Two caveats drive the design:

  • Tesseract OSD needs a minimum amount of text to be confident. Running it on a full page often picks up noise (borders, stamps, tiny footer text) and returns low-confidence garbage.
  • OSD takes ~1s per A4 page, so we try to speed that up.
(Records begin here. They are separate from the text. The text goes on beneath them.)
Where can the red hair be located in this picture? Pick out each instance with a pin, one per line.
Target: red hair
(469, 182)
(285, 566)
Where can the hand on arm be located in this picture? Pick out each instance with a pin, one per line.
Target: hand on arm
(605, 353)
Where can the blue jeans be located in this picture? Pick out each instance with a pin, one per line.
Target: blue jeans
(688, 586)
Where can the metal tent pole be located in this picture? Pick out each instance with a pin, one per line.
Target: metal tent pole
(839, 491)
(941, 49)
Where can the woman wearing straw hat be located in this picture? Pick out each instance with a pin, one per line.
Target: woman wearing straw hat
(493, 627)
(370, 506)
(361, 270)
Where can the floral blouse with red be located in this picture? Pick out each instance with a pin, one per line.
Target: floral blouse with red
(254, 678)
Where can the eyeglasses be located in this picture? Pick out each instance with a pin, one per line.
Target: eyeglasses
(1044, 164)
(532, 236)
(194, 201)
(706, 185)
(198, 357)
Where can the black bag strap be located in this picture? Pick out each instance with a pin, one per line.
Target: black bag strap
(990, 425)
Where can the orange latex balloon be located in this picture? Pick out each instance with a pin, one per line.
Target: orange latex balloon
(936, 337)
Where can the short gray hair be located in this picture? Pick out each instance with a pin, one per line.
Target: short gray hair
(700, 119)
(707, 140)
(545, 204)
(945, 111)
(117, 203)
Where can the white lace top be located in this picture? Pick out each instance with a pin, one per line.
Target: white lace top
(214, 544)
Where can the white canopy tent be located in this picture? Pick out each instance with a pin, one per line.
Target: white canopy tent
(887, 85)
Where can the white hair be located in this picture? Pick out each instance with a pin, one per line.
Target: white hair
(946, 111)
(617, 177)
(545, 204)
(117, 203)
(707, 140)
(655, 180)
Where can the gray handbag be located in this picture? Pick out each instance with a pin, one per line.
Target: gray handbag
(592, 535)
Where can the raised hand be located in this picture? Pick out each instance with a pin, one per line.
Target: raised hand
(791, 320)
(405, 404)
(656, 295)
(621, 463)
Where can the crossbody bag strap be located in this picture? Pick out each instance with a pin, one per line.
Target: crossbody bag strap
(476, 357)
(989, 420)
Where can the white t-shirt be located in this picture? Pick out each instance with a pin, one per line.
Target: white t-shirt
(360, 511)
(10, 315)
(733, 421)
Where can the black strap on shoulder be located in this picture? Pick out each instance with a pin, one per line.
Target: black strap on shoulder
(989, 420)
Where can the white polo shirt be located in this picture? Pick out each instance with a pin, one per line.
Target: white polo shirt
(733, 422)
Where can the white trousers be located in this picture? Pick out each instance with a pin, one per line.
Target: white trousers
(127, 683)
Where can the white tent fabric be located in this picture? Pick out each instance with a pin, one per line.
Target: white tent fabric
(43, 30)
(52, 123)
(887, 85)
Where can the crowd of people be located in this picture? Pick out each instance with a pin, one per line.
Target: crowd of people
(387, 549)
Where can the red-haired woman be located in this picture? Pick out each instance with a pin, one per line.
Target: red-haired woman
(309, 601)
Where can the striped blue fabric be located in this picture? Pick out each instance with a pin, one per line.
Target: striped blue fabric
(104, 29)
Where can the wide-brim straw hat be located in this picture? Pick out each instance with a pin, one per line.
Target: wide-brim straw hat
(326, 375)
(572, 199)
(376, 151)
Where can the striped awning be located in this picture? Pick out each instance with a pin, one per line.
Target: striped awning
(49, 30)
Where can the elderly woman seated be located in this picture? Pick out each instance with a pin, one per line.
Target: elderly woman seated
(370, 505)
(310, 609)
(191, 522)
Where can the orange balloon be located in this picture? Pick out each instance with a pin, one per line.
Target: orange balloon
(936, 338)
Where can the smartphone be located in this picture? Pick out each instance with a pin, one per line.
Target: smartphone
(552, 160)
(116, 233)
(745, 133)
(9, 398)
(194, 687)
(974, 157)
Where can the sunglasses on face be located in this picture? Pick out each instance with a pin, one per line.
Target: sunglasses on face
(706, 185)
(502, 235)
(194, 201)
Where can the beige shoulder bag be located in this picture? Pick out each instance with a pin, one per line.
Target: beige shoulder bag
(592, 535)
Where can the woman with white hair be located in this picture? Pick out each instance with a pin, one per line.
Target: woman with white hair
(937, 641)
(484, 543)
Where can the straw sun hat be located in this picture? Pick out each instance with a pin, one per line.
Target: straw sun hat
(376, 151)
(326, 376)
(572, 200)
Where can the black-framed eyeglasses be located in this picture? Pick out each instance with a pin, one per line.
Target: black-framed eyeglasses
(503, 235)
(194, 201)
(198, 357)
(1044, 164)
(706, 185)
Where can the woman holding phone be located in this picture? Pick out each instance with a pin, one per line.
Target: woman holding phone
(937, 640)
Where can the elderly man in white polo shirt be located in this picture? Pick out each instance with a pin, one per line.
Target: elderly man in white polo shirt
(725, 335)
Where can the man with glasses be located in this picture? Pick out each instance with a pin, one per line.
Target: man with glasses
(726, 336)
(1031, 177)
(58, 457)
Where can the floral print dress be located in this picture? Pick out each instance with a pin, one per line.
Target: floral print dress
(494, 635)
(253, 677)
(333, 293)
So we crop a few candidate sectors (center first, then corners), probe each with OSD until one clears a confidence threshold, and rotate the image accordingly. If nothing clears the threshold, we leave the image alone.

If the image is smaller than a single sector in either dimension, sector scanning makes no sense. We skip the loop and run OSD once on the whole image instead, trusting whatever confidence tesseract reports since there is no better alternative.

Implementation

This module takes a Vips::Image and returns a rotated version as another Vips::Image. This matches the interface of Image::Autocrop so the two can easily be chained.

require 'open3'
require 'vips'

class Autorotate

  Result = Data.define(:angle, :confidence, :source)
  
  MIN_CONFIDENCE = 2.0
  SECTOR_SIZE = 650
  PADDING = 100
  TESSERACT_CMD = "tesseract stdin stdout --psm 0 -c min_characters_to_try=20".freeze
  
  # Tesseract "Rotate: N" means "rotate N° clockwise to upright".
  # libvips rot :d90 / :d180 / :d270 are clockwise rotations, so mapping is 1:1.
  VIPS_ROTATIONS = {
    0   => nil,
    90  => :d90,
    180 => :d180,
    270 => :d270,
  }.freeze
  
  def self.perform(image)
    result = detect(image)
    rotation = VIPS_ROTATIONS[result.angle]
    rotation ? image.rot(rotation) : image
  end
  
  def self.detect(image)
    if image.width < SECTOR_SIZE || image.height < SECTOR_SIZE
      angle, confidence = scan_whole(image)
      return Result.new(angle: angle, confidence: confidence, source: 'Whole image')
    end

    sectors = define_sectors(image.width, image.height)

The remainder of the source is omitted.